А на кухне жарилась яичница… Когда же, наконец, откроется дверь и Килина подаст ее на горячей сковороде? Громский встал, прошелся по комнате и словно невзначай заглянул сквозь щелочку на кухню. Печь закрыта, Килины не видно, а яичница шипит все громче. Громский открыл дверь и только теперь сообразил, что стал жертвой своего собственного воображения. Это Килина прядет на коловороте, а ему казалось, что жарится яичница. Как-то сразу понесло дубовой бочкой, неприятно запахло огурцами. Остро почувствовав голод, Громский подсел к столу, но снова был разочарован: картошки уже не было, а в другой миске остались одни желтяки, да и те пустые. Хома же сидел за столом совсем охмелевший и похвалялся на все лады, что он живет честно, что иначе он жить не может.

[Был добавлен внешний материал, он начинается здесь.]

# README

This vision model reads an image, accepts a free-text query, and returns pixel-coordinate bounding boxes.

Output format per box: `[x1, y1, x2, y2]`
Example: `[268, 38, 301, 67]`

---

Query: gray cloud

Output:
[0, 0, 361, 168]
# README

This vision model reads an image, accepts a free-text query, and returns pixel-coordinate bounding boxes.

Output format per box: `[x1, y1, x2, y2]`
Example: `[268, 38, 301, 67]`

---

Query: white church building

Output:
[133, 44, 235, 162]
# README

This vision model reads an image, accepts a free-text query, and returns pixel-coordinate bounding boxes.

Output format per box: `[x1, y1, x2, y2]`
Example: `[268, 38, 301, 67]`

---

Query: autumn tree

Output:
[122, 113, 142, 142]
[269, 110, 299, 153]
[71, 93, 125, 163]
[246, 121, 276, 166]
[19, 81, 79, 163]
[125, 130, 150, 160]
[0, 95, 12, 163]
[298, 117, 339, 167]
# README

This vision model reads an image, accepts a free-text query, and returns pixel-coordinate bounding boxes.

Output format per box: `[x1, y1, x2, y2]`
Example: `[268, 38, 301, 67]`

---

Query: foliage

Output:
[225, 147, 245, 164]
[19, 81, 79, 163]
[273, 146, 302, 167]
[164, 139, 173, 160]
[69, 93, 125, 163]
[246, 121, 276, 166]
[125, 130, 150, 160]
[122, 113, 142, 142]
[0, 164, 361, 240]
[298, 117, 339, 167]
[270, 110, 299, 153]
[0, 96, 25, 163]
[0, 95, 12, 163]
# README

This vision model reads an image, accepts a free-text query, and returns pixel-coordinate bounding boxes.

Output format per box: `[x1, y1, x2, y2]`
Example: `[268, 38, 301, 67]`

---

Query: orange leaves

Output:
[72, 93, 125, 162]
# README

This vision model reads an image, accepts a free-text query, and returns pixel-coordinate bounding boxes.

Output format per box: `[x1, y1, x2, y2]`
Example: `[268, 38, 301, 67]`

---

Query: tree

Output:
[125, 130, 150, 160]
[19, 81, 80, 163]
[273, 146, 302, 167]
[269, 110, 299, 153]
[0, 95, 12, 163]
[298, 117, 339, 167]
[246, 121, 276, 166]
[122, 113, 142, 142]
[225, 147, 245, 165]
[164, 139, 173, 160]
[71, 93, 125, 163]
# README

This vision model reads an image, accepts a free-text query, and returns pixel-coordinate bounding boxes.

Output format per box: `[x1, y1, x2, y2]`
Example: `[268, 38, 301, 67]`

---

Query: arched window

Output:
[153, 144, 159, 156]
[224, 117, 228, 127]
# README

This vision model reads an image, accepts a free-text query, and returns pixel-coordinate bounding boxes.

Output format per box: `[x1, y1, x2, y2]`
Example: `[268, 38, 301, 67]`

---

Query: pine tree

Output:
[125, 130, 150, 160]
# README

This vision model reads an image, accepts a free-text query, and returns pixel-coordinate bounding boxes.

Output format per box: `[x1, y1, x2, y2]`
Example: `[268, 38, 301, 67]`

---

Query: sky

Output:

— Хватит тебе! — крикнула из кухни Килина, и этого было достаточно, чтобы прекратить лишние разговоры. Хома оделся и повел гостя из хаты.
Уже завечерело. До речки дошли молча. «Мне худо», — вдруг схватился за грудь Громский у самой перекладины и побежал за ближние кусты. Он не привык к таким большим дозам, да еще без закуски, и, несомненно, стал жертвою житнянки… Хома на этот раз не решился перейти перекладину. Пользуясь отсутствием Громского (при нем, может, и постеснялся бы), он лег и пополз по сосне. Видно было, что ему приходится это делать не впервые. Его тень в воде походила на огромную лягушку. Добравшись до берега, Хома встал и скомандовал бледному Громскому, который уже успел избавиться от мерзкой житнянки:
— Я-то перешел, а ты ложись и ползи, — речка глубокая, я за твою жизнь отвечать не хочу. Ну!
Но Громский не послушался Хомы. Он мигом, балансируя руками, пробежал по шаткой перекладине и почему-то подумал, что Несолонь не такая уж страшная, как ее малюют.
— Ну, а теперь куда? — спросил Хома. — Тебе же надо где-то жить… Слушай, что, если я тебя поставлю к Парасе?
Громский согласился.
Парася
В ту же ночь Громского «поставили на квартиру» к вдове Парасе Перегуде. Сделал это не исполнитель, как заведено, а сам Хома Слонь. Он был далек от того, чтоб просить Парасю. Подмигнув левым глазом, что означало «я знаю, что делаю», он сказал: «Этот человек будет жить у тебя». Парася растерянно посмотрела на Громского, бросила изучающий взгляд на его чемодан, усмехнулась и молвила приветливо: «Садитесь». По тому, как было сказано это «садитесь», Громский почувствовал, что он в этой хате гость не такой уж нежеланный. Он сел, и пока Парася готовила на кухне ужин, оглядел комнату. Между двумя окнами, которые выходили на улицу, тикали стенные часы с медной гирей, вероятно самая старая реликвия в этой комнате. На щитке часов неутомимо шла куда-то босая нарисованная женщина с граблями. Громский нашел, что она очень похожа на Парасю. И не ошибся. Это действительно была Парася и нарисовал ее не кто иной, как ее покойный муж, который был мастером на все руки и оставил после себя не одну эту картину на часах, а еще несколько картин с видами Несолони, развешанных на стенах этой же комнаты. Вот знаменитое несолоньское озеро Корма. Казалось, живые, неподдельные воды его так и выплеснутся в хату, и если этого до сих пор еще не случилось, то только потому, что их придерживал веслом молодой отважный рыбак. На другой картине — двор, который только что прошел Громский. Он узнал его по хате и грушам, увешанным колодами. Да, это был Парасин двор, схваченный ранним утром. В нем еще не началась, но вот-вот начнется обычная каждодневная жизнь. Свидетельством тому была женская рука, которая отсюда, из хаты, раскрывала прозрачное оконце. Еще на одной картине Громский узнал реку, которую сегодня дважды переходил. Но тогда перекладиной служила куда более толстая суковатая сосна и переходил по ней не Хома Слонь, а приземистый веселый школьник с книжками. Его тень падала в реку, и школьник смотрел на нее со страхом, вероятно опасаясь, чтоб и самому не очутиться там.